Another main road is crumbling under the weight of construction transport for the $1 billion Macarthur wind farm with the popular east-west Spencer Road south of Koroit becoming riddled with potholes.
One regular user told The Standard it had become a death trap in the past fortnight.
“The tarmac has been ripped up in long strips,” said Warrnambool-based farmer Peter Fraser.
“If someone has a serious accident and it can be traced back to wind farm trucks all hell will break loose.
“Police would have a ball with speeding truckies.”
VicRoads is scrambling to keep pace with repairs to the Spencer Road arterial route which links the Port Fairy-Hamilton Road with the Koroit-Penshurst Road.
The roads authority said it had increased frequency of inspections and maintenance from monthly to fortnightly to fix hazards.
“Major patching work will be finished when the weather becomes warmer later this year,” said VicRoads regional director Robin Miles.
“Motorists are reminded to slow down and drive to road conditions.”
Moyne Shire Council has also been grappling with complaints about damage to other roads from trucks carrying materials from quarries across the region to the construction site.
Shire mayor Cr Jim Doukas said there were loopholes in planning approvals by the previous state government for numerous new- energy projects in the south-west.
“All these roads should have been upgraded before any work was allowed to start on the wind farms,” he said.

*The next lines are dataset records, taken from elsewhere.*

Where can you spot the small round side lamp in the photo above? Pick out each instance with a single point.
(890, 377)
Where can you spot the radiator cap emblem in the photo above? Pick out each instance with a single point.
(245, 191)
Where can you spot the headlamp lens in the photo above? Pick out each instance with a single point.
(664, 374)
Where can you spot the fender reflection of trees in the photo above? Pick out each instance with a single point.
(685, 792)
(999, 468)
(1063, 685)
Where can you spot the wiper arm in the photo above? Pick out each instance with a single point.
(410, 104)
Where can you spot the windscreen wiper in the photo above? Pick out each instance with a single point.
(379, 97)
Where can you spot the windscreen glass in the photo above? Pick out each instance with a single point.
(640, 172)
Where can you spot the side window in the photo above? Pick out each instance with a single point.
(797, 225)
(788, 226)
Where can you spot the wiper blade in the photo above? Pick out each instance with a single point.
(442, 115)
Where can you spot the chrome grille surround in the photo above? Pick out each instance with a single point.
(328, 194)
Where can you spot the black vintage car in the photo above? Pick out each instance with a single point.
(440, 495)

“Companies are meant to repair damage on routes used for construction transport.”
Shire infrastructure manager Malcolm McPherson said the damage was compounded by a prolonged wet winter which made it difficult to do proper repairs.
He was confident the municipality would not have to foot the bill.
“Under the Road Management Act council will be able to recover the cost if necessary,” he said.
“Wind farm proponents are doing repairs on the Macarthur-Hawkesdale Road and Ripponhurst Road and Tarrone North Road is to be repaired.
“When the project is finished we will have picked up an asset with seven to eight kilometres of widended roadway.”